Trustees Approve Zero-Percent Increase in Room and Board for 2012-13

Board of Trustees Room and BoardGRAND RAPIDS – Ferris State University’s Board of Trustees approved an administration recommendation of a zero-percent increase in room and board for students for the 2012-13 academic year at its regular meeting on Friday, Nov. 4 inside the Amway Grand Plaza Hotel in Grand Rapids.

University officials recommended no increase in room and board as students and families begin to make college decisions about the Fall 2012 Semester. One important reason for the zero-percent increase is to keep a Ferris education affordable for students and families. Jerry Scoby, vice president for Administration and Finance, notes that Ferris is a university of opportunity. He is proud that the university has managed to make this recommendation at a time when it has been able to improve the quality of housing facilities on campus for students, yet also contain costs.

“Ferris has worked to create a more attractive living experience for its students who are living on campus with the renovated Rock Café dining center, the renovation of South Campus residence halls and the enhancement of wireless networks in our residence halls,” said Jon Shaffer, director of Housing and Residence Life. “We are doing all this at a time when we are holding rates the same for students and families.”

The Ferris room and board rate of $8,744 is based on pricing for the most popular plan choice for Ferris students. The university plans to continue to provide its students with quality and flexibility in housing and dining options, as well as maintain and enhance facilities.

“The university’s goal is to set these rates as low as possible to minimize the cost of attendance for our students and to better position the rates with the other public universities in Michigan,” Scoby said.

In other meeting news, trustees approved:

  • the 2011-12 general fund operating budget of $184.5 million, which includes $41.3 million in state appropriations.
  • a 2013 capital outlay project request seeking support to build a new facility for the College of Education and Human Services in accordance with the campus master plan.  The College of Education and Human Services is currently housed in Bishop Hall, a renovated residence hall that is inadequate for instruction and forces classes to be distributed to other buildings around campus.
  • the demolition of Carlisle and Masselink halls on the Big Rapids campus. The university is demolishing the two halls because they no longer meet the programmatic and functional expectations of students.
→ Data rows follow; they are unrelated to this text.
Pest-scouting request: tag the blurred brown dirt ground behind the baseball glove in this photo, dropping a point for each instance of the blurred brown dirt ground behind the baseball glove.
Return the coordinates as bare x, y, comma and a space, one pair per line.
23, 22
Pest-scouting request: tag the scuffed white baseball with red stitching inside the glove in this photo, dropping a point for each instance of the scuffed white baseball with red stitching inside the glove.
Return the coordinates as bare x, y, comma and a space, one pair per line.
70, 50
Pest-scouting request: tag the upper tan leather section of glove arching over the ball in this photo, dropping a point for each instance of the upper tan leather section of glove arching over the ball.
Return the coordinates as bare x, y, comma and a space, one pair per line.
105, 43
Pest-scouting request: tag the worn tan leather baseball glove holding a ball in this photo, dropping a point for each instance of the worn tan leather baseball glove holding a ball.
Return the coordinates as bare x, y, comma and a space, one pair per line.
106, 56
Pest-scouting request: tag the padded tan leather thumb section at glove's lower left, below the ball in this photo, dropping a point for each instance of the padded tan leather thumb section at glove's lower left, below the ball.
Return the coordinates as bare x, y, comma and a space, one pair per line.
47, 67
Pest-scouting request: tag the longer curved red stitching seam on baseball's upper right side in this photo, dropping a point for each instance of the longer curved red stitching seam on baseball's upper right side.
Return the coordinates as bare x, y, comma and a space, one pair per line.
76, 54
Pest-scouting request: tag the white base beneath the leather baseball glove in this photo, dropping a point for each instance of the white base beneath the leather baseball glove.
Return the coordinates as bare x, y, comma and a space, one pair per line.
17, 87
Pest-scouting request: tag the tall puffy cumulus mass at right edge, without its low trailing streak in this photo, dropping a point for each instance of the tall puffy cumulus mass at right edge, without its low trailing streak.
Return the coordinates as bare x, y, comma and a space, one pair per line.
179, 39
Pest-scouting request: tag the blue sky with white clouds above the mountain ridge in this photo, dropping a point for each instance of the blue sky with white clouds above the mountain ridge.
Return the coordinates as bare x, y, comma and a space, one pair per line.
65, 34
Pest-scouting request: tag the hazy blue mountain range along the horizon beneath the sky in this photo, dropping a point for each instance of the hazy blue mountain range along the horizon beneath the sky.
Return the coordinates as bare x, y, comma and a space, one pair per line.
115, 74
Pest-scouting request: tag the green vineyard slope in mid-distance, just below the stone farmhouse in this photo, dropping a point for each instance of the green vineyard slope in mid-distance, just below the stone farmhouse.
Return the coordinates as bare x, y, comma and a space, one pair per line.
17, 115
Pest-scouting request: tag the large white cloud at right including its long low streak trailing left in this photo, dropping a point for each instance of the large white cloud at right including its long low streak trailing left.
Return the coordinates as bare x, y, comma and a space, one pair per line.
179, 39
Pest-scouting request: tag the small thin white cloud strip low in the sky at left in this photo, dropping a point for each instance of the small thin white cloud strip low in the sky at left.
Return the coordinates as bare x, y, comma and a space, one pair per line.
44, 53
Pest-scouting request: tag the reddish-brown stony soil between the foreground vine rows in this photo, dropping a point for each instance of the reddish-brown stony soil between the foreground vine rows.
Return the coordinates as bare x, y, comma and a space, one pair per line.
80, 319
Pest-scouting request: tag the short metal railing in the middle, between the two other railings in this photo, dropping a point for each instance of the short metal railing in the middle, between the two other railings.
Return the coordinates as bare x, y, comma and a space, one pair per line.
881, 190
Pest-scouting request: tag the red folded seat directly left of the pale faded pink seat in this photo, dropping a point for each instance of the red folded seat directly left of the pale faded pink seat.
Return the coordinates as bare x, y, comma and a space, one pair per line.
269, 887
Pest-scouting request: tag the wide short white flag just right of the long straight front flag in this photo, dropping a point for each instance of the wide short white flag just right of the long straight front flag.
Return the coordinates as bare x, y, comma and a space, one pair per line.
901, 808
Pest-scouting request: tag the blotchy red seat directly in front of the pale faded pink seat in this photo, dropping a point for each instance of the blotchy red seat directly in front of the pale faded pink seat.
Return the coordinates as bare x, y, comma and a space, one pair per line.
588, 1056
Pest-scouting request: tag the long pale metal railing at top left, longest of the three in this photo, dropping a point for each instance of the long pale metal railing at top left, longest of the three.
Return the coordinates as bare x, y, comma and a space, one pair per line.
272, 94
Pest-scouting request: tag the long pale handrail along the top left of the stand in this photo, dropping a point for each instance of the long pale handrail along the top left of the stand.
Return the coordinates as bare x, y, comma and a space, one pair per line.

The plan is to complete the demolition and related utility work by August 2012. The space will provide additional commuter parking and serve the parking needs of the renovated university center.

  • President David L. Eisler’s recommendation that the university enter into a professional services contract for search assistance to fill three vacant dean positions;
  • approved authorization for Vice President of Administration and Finance Jerry Scoby or his designee to proceed with the retention of necessary professional and other services required to conduct a transportation study associated with plans to renovate the Rankin Center, including the negotiation of and entering into contracts, upon legal review in accordance with Board policy;
  • authorization for President Eisler, or his designee, to accept the grant award through the Carl D. Perkins Vocational and Technical Education Act from the Michigan Department of Labor and Economic Growth on behalf of the trustees, in the amount of $208,838. The president or his designee is authorized to administer the grant in accordance with approved Board policy;
  • contract amendments to Ferris-authorized charter school academies that include adding another address for Lighthouse Academy, in Kentwood, to accommodate extra students and to offer pre-kindergarten at Pierre Toussaint Academy, in Detroit; and
  • the closure of the Associate of Applied Science degree in Nuclear Medicine Technology. The Society of Nuclear Medicine, as well as the Joint Review Committee on Educational Programs in Nuclear Medicine Technology, supports the recommendation to require a Bachelor of Science degree in Nuclear Medicine Technology by 2015. To align Ferris’ program with this mandate, the university implemented or reactivated its BS degree in 2008 and now plans to eliminate the associate degree. All associate degree-seeking students within the Nuclear Medicine Technology program have earned their Associate of Applied Science degree, and students began to graduate with a Bachelor of Science in Nuclear Medicine Technology in May 2011.

In related BOT news, trustees:

  • received, at the Oct. 14 meeting of the Finance Committee, the external auditors’ report from Plante Moran which assessed Ferris State University its highest level of assurance, a “clean, unqualified opinion.”